Alejandro demorou mais para entender que aquilo também era uma forma de esperança.

Mercedes não dissera nunca.

Mas havia retirado dele a expectativa de receber reconciliação apenas porque agora sofria as consequências.

Por várias semanas, mãe e filho falaram quase exclusivamente sobre trabalho.

Depois começaram a tomar café juntos de vez em quando.

Sem reuniões.

Sem documentos.

Sem Verônica.

Alejandro perguntou sobre os primeiros anos da construtora, histórias que ouvira muitas vezes quando adolescente e que passara a considerar repetitivas depois de adulto.

Dessa vez escutou até o fim.

Mercedes contou sobre dias em que negociava pela manhã, carregava material à tarde e conferia contas de madrugada porque não havia outra pessoa para fazer aquilo.

Não contou para lembrá-lo de uma dívida.

Contou porque ele perguntou.

Meses depois, Alejandro ainda não havia recuperado a direção-geral.

Mercedes também não prometera que recuperaria.

Ele passou a coordenar uma área menor, com responsabilidades reais e limites claros.

Quando discordava da mãe, discordava.

Quando errava, não usava o sobrenome para encerrar a conversa.

A relação entre os dois permaneceu imperfeita.

Era exatamente por isso que começava a parecer verdadeira outra vez.

Quanto a Verônica, ela e Alejandro tiveram de decidir o que restava do casamento depois que o poder, o dinheiro e a aparência deixaram de esconder o ressentimento acumulado.

Mercedes se recusou a participar dessa decisão.

Não queria escolher por ele.

Se Alejandro permanecesse com Verônica, teria de estabelecer limites porque acreditava neles, não porque a mãe controlava a empresa.

Se saísse do casamento, também teria de fazer isso por decisão própria.

Foi a fronteira mais difícil que Mercedes manteve.

Ela podia retirar uma autorização com uma assinatura.

Não podia assinar o caráter do filho por ele.

Fernanda procurou Mercedes algum tempo depois do casamento.

Chegou sem a irmã e sem Alejandro.

Mercedes colocou café na mesa e, antes que Fernanda começasse a falar sobre aquela tarde, trouxe de uma gaveta o mesmo envelope branco.

Estava gasto nas bordas.

Uma marca atravessava um dos lados onde ele havia se aberto ao cair.

Dentro estavam os R$ 30 mil que Alejandro recolhera do chão.

—Eu achei que você tivesse desistido —disse Fernanda.

Mercedes empurrou o envelope na direção dela.

—Eu fui ao seu casamento para entregar isso a você e ao seu marido. O que aconteceu depois não mudou para quem era o presente.
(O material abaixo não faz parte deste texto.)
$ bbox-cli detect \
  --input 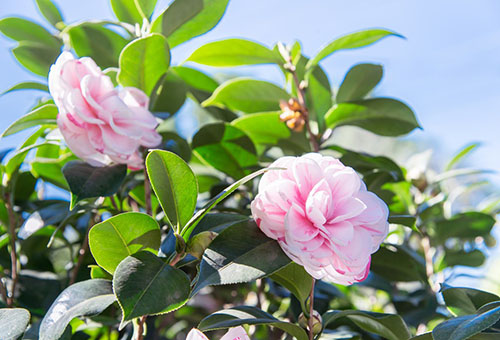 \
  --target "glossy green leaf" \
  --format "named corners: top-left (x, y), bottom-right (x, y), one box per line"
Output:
top-left (306, 29), bottom-right (402, 69)
top-left (89, 212), bottom-right (161, 274)
top-left (0, 81), bottom-right (49, 96)
top-left (187, 39), bottom-right (280, 66)
top-left (62, 161), bottom-right (127, 209)
top-left (118, 34), bottom-right (170, 95)
top-left (113, 252), bottom-right (190, 325)
top-left (0, 308), bottom-right (30, 340)
top-left (40, 279), bottom-right (115, 340)
top-left (198, 306), bottom-right (308, 340)
top-left (270, 262), bottom-right (313, 310)
top-left (202, 78), bottom-right (290, 113)
top-left (441, 286), bottom-right (500, 316)
top-left (12, 41), bottom-right (60, 77)
top-left (325, 98), bottom-right (420, 136)
top-left (191, 123), bottom-right (257, 179)
top-left (67, 22), bottom-right (128, 69)
top-left (323, 310), bottom-right (411, 340)
top-left (192, 221), bottom-right (290, 295)
top-left (432, 307), bottom-right (500, 340)
top-left (0, 17), bottom-right (61, 48)
top-left (36, 0), bottom-right (64, 28)
top-left (336, 64), bottom-right (384, 103)
top-left (146, 150), bottom-right (198, 232)
top-left (152, 0), bottom-right (229, 48)
top-left (0, 104), bottom-right (58, 138)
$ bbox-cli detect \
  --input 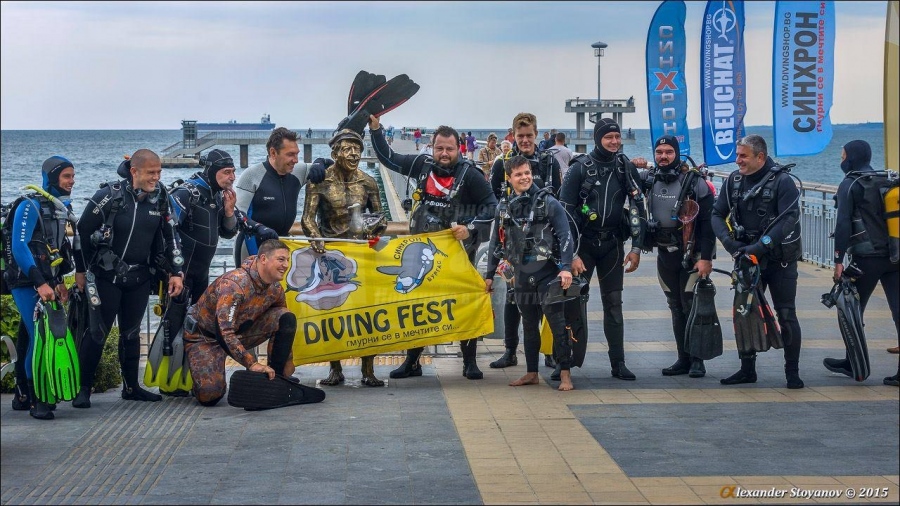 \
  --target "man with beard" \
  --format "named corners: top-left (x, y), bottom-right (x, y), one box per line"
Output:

Fernanda não tocou no dinheiro imediatamente.

—Depois da maneira como minha irmã tratou você, eu não sei se consigo aceitar.

Mercedes abriu um pequeno sorriso.

—Então não aceite por causa dela. Aceite ou não aceite por você.

Fernanda finalmente puxou o envelope para perto.

Dessa vez ninguém pisou nas notas.

Ninguém riu do valor.

Ninguém perguntou quanto Mercedes possuía para decidir se o presente era digno.

O envelope saiu das mãos dela pela razão com que tinha sido levado ao hotel desde o começo: não como esmola, não como demonstração de poder e não como preço de perdão, mas como um presente que Mercedes ainda era livre para oferecer.

Quando Fernanda foi embora, Mercedes guardou a velha jaqueta azul no encosto da cadeira antes de recolher as xícaras.

Alejandro chegaria mais tarde para o café.

Ela não sabia se um dia voltaria a lhe entregar o controle da empresa.

Também não sabia o que aconteceria com o casamento dele.

Mas já não precisava se diminuir para manter o filho por perto.

Sobre a mesa, o lugar onde estivera o envelope ficou vazio.

Pela primeira vez, aquilo não parecia uma perda.